Following discussions last week around a potential merger, Smurfit Kappa and WestRock have confirmed an agreement to combine their businesses into a $20 billion company. 

Both companies’ Boards of Directors have now consented to the merger and are encouraging their shareholders to voice their own agreement, indicating financial benefits from their combination.  

Irial Finan, Tony Smurfit, and Ken Bowles are named amongst the eight Smurfit Kappa Directors and six WestRock Directors that will form the Board of Smurfit WestRock. 

With the combination scheduled to be completed in the second quarter of the 2024 calendar year – subject to customary closing conditions like shareholder and regulatory approvals – Smurfit WestRock’s common stockholders will receive one new share and $5.00 in cash for each share of common stock.  

Based on the last closing price before the merger’s announcement – i.e., Smurfit Kappa’s ordinary shares on 11th September 2023 – WestRock stockholders are set to receive a total consideration equivalent to $43.51 per WestRock Share. It also represents a combination of Smurfit Kappa and WestRock’s equivalent enterprise value to adjusted EBITDA multiples. 

One New Share will be received for each ordinary share in Smurfit Kappa.
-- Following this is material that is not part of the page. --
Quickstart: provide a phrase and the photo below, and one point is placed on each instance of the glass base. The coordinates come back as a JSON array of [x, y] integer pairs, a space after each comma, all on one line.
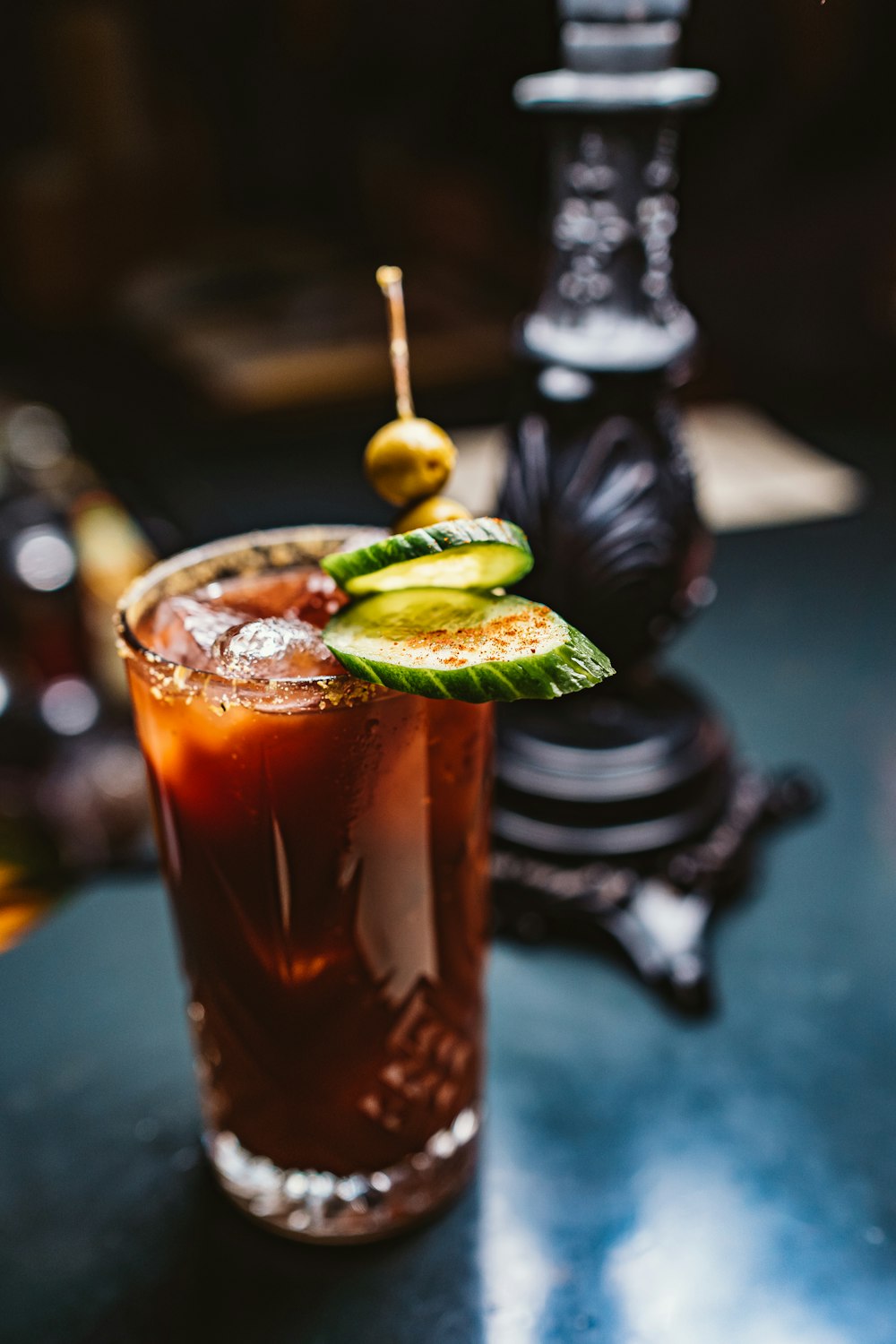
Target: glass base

Shareholders and stockholders of the respective companies are anticipated to own a respective 50.4% and 49.6% of Smurfit WestRock, taking into account the number of outstanding shares on the day of the announcement. 

As of 30th June 2023, the combined adjusted revenue and adjusted EBITDA over the last twelve months are set to reach respective approximates of $34 billion and $5.5 billion. On a pre-synergy basis, it is anticipated that Smurfit WestRock will achieve accretion in the upper single digits when compared to Smurfit Kappa’s earnings per share.  

Including run-rate synergies one full year after completion, accretion is expected to exceed 20%. In the same time frame, the companies are working towards annual pre-tax run-rate synergies of over $400 million. Their deliveries are thought to require around $235 million in one-off cash costs. 

Smurfit WestRock’s ordinary shares will be listed on the New York Stock Exchange, the companies say, at which point the merged organisation will pursue inclusion in the US equity index. Its ordinary shares will be listed on the standard segment of the UK Financial Conduct Authority’s standard segment and admitted to trading on the London Stock Exchange’s Main Market. 

Meanwhile, Smurfit Kappa’s ordinary shares will be withdrawn from the Official List of the FCA’s premium segment and will no longer be admitted to trading on the Main Market. They will also be delisted from Euronext Dublin – instead, Smurfit WestRock will be domiciled in Ireland. Global headquarters will be established in Dublin, while Atlanta, Georgia will become the base for the company’s North and South American operations.  

A joint conference call will take place at 13:00 BST, or 08:00 ET, on 12th September 2023, in which both companies will discuss the transaction further.